Ted Stamm died in 1984, at the age of 39, a victim of congenital heart disease, which had also killed his father. It would be easy to read the three bumpy black monochromes in the recently closed show at Marianne Boesky, each one composed according to decisions made by the artist’s friends rolling dice, as a series of cheery thumbed noses at fate. But behind that innocent schoolboy Satanism was a fascination with black not as a dialectical term but as a color of its own, a fascination equally informed by minimalist idealism and by the relentlessly forward-moving practicality of aircraft and automotive design.
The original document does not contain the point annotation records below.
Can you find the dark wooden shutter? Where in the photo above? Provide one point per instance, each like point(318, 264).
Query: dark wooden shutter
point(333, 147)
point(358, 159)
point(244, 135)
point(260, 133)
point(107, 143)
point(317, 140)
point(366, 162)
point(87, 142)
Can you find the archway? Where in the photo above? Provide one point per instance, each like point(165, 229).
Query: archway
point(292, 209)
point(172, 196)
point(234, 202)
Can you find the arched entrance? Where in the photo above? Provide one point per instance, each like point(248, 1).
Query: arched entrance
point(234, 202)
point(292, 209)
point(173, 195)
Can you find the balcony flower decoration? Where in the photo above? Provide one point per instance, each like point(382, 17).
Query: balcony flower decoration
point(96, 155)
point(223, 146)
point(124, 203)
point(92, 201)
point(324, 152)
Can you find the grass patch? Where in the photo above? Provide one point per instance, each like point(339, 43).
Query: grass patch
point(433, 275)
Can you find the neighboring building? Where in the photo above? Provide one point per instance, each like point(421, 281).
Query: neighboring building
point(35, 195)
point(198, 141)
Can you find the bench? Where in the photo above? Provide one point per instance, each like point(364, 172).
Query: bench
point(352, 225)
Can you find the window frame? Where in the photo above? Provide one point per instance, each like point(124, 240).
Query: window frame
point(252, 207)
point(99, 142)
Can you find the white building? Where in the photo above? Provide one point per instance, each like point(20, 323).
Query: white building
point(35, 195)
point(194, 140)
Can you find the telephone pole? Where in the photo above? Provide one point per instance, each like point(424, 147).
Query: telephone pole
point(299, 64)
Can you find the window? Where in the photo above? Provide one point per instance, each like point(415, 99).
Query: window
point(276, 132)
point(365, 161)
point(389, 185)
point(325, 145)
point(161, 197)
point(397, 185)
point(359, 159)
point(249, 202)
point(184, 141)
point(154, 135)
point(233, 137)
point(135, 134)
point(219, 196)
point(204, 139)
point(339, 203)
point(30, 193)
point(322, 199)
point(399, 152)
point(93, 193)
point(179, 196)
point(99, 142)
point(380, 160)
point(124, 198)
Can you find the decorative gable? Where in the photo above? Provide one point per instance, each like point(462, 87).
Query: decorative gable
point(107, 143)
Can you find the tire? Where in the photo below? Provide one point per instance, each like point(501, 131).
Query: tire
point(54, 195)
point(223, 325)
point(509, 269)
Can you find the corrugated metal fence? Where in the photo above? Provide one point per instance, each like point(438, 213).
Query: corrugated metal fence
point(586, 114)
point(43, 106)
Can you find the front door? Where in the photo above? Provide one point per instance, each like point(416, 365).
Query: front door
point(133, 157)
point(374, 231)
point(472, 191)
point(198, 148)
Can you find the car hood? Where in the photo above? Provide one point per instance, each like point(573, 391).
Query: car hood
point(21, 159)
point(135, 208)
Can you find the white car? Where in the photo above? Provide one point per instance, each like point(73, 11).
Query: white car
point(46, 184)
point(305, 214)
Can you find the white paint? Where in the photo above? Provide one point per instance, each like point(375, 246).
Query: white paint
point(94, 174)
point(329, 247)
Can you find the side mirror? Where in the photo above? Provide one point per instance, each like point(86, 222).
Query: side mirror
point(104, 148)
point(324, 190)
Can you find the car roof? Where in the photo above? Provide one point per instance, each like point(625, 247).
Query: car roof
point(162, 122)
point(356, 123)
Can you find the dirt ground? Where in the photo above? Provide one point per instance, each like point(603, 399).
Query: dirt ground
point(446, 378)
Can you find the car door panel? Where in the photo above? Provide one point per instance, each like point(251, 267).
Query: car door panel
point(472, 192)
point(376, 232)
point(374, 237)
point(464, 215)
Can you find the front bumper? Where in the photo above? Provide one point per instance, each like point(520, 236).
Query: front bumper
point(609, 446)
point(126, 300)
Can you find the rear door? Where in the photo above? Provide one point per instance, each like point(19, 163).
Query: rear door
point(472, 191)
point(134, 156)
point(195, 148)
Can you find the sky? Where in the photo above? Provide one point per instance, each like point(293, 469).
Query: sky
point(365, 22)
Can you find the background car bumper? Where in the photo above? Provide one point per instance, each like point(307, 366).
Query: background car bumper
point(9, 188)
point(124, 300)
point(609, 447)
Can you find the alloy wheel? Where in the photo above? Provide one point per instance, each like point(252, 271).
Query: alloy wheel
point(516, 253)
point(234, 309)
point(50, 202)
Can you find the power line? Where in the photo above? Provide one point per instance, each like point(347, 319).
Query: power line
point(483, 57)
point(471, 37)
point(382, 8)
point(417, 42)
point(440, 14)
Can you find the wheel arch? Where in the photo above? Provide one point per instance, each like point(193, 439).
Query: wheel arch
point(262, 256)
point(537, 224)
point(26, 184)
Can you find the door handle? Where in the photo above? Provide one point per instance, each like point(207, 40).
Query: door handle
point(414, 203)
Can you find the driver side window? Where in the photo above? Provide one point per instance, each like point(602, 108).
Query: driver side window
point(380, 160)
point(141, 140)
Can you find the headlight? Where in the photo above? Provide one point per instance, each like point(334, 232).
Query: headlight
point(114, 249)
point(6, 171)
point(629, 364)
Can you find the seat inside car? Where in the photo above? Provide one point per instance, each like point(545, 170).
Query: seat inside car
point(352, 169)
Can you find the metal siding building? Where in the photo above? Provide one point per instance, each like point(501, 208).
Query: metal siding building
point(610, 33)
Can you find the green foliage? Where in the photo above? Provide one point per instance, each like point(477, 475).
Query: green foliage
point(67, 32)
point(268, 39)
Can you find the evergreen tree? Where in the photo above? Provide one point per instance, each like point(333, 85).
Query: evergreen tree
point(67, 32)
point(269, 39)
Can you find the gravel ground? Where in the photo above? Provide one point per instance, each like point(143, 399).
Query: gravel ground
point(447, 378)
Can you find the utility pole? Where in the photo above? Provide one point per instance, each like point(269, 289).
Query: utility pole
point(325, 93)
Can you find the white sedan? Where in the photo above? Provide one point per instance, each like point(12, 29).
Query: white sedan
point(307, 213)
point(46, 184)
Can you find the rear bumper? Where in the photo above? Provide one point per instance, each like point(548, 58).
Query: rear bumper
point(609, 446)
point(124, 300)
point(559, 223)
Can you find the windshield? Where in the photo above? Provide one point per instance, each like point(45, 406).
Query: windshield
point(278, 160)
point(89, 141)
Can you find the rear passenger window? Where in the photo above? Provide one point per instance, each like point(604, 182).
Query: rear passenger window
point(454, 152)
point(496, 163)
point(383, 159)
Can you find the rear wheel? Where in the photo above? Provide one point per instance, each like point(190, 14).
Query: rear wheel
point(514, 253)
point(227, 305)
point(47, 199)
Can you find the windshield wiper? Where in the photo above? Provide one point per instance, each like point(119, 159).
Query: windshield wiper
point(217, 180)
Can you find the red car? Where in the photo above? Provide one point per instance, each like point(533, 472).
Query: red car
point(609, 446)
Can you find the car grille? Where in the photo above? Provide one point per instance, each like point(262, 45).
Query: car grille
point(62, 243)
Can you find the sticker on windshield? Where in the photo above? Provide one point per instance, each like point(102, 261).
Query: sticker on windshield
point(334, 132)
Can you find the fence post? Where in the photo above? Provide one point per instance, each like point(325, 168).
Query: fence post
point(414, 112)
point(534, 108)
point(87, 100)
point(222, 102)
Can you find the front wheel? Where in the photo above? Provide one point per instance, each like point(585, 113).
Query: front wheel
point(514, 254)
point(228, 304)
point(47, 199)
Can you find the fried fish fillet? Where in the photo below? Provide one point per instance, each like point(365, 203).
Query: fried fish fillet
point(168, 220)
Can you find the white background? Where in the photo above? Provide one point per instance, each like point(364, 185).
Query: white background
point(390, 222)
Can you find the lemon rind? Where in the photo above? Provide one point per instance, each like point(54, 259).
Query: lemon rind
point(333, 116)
Unlike an automaker, though, Stamm wanted his black unreflective, and he mixed graphite powder into oil paint to get it that way; and unlike a minimalist, he worked not by reduction but by extension: He built canvases in idiosyncratic shapes with direction and speed.
The “Wooster,” for example—Stamm’s studio was on Wooster Street—is a square joined to a slightly smaller right triangle to make a shape like the profile of a carpenter’s plane. In 78SW-22, he followed the inside perimeter of a Wooster with a thick black line, accentuating the shape’s infinitely renewable motion; in 78SW-9 (1978), he painted everything black except for a thin line also following the perimeter. In both cases, what wasn’t painted black wasn’t white, but raw; and even four white Woosters, each one a glossy monochrome except for the single thin black line marking off a corner, were black monochromes to begin with: You can see at the edges that the white was painted on top.
Another shape, the “Dodger,” named for the baseball team, was a flattened dome with one truncated side and a triangle piercing up the middle. Right before the end, with his vocabulary just getting to be fully realized, Stamm may have been on the threshold of bringing his paint to heel and fusing it into a grander and less particular mode of expression. The Malevich-like black cross superimposed on the Dodger 2YR-6 (1979) gets all its power from the canvas’s shape; and ZCT-001, a long horizontal point inspired by the nose of the Concorde, shoots across the wall before your eyes.